Brasília - Um grupo formado por líderes políticos e empresariais de todo o mundo - entre eles, o ex-presidente Fernando Henrique Cardoso - afirmou que a guerra global contra as drogas falhou em seu objetivo e defendeu a adoção de medidas como a criação de mercados regularizados para conter o crime organizado.
Para a comissão, os dependentes de drogas devem ser tratados como pacientes, buscando evitar a aplicação de penas como trabalhos forçados ou abusos físicos e psicológicos, que vão contra os direitos humanos.
Os 19 integrantes do grupo denominado Comissão Global de Políticas sobre Drogas divulgou nesta quarta-feira (1;/6) um relatório com recomendações aos governos sobre como lidar com os problemas sociais decorrentes do consumo e da dependência de narcóticos no mundo.
"Se governos nacionais ou administrações locais acham que as políticas de descriminalização pouparão dinheiro e trarão melhores resultados sociais e de saúde para suas comunidades, ou que a criação de um mercado regularizado pode reduzir o poder do crime organizado e melhorar a segurança de seus cidadãos, então a comunidade internacional deve apoiar e facilitar tais políticas experimentais e aprender com a sua aplicação", diz o texto.

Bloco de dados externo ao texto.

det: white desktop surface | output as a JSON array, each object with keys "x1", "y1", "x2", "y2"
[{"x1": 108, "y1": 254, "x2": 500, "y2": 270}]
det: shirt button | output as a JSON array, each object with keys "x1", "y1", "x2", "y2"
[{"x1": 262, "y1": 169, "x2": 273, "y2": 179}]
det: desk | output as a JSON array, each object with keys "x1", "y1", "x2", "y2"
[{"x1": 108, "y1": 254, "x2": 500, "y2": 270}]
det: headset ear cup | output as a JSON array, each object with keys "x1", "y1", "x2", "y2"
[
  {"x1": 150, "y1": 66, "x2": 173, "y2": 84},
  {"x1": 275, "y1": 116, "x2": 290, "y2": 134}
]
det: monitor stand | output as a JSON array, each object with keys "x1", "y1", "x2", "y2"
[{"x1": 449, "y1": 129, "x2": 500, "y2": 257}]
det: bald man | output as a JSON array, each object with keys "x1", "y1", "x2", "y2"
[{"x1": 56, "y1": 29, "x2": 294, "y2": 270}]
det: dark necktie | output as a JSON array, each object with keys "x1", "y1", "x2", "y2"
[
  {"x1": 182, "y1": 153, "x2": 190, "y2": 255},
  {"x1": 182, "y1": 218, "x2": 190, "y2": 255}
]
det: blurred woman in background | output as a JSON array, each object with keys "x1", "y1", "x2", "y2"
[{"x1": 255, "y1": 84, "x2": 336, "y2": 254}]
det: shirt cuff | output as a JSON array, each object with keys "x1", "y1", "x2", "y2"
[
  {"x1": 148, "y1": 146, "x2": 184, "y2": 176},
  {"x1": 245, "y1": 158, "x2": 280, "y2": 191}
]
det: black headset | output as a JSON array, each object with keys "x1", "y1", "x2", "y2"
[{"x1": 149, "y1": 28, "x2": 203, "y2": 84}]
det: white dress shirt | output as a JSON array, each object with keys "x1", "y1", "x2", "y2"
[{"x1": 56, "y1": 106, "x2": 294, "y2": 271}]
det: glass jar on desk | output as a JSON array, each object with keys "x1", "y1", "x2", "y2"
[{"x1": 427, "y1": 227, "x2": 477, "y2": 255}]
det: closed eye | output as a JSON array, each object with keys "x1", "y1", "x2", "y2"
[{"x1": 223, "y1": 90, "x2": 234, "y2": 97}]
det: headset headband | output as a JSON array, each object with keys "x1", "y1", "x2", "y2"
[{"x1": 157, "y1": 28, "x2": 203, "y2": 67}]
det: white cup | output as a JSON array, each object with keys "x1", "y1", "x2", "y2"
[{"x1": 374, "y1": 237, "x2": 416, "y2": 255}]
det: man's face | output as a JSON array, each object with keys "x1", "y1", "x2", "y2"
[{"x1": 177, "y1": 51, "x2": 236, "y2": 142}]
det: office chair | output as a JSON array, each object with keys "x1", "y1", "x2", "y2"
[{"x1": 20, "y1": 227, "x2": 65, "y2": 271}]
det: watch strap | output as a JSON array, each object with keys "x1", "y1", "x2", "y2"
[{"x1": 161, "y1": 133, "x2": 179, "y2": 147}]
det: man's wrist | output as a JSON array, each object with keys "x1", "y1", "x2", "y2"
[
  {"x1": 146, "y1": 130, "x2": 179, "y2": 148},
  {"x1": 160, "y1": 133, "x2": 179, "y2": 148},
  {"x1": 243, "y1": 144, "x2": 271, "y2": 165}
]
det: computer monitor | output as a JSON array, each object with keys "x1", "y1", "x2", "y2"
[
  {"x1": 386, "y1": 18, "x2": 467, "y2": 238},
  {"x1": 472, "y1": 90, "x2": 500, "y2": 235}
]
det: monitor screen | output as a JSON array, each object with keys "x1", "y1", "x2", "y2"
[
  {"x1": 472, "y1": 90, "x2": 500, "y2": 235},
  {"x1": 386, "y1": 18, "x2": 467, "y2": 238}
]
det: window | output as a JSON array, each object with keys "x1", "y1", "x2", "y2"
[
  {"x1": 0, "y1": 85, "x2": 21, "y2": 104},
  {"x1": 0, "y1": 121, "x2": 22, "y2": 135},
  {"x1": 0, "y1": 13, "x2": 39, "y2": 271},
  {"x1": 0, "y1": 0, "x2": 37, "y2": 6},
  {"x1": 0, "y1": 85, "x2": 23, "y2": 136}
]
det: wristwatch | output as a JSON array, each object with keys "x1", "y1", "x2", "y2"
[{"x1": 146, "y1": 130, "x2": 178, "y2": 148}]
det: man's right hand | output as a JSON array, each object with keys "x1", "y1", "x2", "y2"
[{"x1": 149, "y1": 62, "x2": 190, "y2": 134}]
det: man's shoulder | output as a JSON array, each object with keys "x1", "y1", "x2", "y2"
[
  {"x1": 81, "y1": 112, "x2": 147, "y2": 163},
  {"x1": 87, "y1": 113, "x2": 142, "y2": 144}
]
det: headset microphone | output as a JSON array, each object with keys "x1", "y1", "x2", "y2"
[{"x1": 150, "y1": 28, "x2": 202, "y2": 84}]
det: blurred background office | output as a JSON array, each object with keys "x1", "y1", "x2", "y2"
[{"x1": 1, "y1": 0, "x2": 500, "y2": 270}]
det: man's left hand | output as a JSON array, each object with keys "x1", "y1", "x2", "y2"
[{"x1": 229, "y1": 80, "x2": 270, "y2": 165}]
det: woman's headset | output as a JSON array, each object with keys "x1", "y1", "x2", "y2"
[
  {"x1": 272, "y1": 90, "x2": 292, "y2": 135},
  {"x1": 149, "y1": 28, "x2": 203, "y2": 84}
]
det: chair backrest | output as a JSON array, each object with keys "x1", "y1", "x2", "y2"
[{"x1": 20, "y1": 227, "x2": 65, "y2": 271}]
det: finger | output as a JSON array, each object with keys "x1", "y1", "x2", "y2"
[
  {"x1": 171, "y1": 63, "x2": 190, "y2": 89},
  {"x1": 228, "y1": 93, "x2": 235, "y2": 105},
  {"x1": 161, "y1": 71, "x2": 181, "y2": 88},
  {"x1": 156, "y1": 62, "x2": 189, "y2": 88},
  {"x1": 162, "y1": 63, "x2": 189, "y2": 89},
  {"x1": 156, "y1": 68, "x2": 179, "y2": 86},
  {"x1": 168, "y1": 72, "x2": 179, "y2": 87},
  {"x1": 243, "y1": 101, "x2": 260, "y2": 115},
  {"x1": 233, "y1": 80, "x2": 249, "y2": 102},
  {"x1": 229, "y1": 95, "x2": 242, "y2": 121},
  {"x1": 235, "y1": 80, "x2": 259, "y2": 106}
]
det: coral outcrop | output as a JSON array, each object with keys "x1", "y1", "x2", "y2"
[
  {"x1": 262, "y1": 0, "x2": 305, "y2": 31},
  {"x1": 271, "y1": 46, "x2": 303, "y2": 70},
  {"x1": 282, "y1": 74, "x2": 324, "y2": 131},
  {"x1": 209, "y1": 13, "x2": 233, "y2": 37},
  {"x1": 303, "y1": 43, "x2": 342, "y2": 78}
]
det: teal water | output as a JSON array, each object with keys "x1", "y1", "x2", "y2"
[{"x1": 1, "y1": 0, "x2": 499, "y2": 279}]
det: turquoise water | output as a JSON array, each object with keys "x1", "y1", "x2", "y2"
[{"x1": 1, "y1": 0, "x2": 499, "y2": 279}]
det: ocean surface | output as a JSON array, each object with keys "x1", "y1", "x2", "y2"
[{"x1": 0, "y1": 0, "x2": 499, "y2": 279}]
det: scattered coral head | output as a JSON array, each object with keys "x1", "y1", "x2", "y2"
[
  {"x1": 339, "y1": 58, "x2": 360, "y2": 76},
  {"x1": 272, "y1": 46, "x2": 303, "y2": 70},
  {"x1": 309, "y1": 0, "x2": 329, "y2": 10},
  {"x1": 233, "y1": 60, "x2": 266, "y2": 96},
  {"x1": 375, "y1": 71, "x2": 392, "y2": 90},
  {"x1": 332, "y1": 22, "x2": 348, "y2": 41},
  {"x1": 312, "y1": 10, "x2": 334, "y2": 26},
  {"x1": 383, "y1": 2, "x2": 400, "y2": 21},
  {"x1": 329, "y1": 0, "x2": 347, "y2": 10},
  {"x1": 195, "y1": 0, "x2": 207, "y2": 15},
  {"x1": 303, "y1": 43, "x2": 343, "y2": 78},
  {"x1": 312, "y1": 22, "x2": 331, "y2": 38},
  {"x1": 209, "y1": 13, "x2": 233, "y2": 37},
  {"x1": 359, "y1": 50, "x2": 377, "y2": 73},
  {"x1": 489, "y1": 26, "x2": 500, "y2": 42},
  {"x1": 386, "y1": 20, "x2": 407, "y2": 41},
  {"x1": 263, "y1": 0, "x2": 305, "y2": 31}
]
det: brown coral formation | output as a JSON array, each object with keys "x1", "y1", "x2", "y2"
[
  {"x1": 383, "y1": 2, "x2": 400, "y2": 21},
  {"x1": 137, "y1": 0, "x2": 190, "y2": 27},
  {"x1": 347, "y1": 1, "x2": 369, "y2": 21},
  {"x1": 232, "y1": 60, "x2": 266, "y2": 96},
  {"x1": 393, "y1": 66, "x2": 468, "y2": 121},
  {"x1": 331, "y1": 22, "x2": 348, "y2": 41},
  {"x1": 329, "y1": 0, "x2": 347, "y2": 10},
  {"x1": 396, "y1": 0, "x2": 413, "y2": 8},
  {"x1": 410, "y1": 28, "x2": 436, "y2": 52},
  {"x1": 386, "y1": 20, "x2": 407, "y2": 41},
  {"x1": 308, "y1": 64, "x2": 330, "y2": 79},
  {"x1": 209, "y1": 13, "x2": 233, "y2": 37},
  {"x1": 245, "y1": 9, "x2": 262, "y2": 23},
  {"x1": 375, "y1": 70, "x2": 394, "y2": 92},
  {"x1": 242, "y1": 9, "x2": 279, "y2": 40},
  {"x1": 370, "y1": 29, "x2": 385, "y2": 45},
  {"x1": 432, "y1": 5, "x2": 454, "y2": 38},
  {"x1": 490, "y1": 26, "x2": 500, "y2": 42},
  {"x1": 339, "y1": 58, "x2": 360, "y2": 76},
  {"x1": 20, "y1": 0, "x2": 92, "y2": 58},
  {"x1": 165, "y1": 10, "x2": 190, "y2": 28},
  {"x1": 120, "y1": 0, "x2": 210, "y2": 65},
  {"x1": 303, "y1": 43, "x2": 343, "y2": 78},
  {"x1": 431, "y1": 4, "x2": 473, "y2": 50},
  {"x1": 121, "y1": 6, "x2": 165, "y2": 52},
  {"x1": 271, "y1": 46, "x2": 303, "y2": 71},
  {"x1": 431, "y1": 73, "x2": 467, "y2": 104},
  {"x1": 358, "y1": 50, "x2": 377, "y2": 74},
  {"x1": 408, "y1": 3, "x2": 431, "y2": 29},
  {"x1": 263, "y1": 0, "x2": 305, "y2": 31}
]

Para a comissão, é necessário "quebrar o tabu" em torno do consumo de drogas, buscando um debate amplo na sociedade e adotando políticas que reduzam o consumo, visando à saúde e à segurança tanto da população em geral quando dos consumidores de narcóticos.
Segundo o relatório, é necessário garantir tratamentos variados para os dependentes - inclusive com programas que preveem a administração controlada de narcóticos, como é o caso do Canadá e de alguns países europeus, onde usuários de heroína recebem doses da droga.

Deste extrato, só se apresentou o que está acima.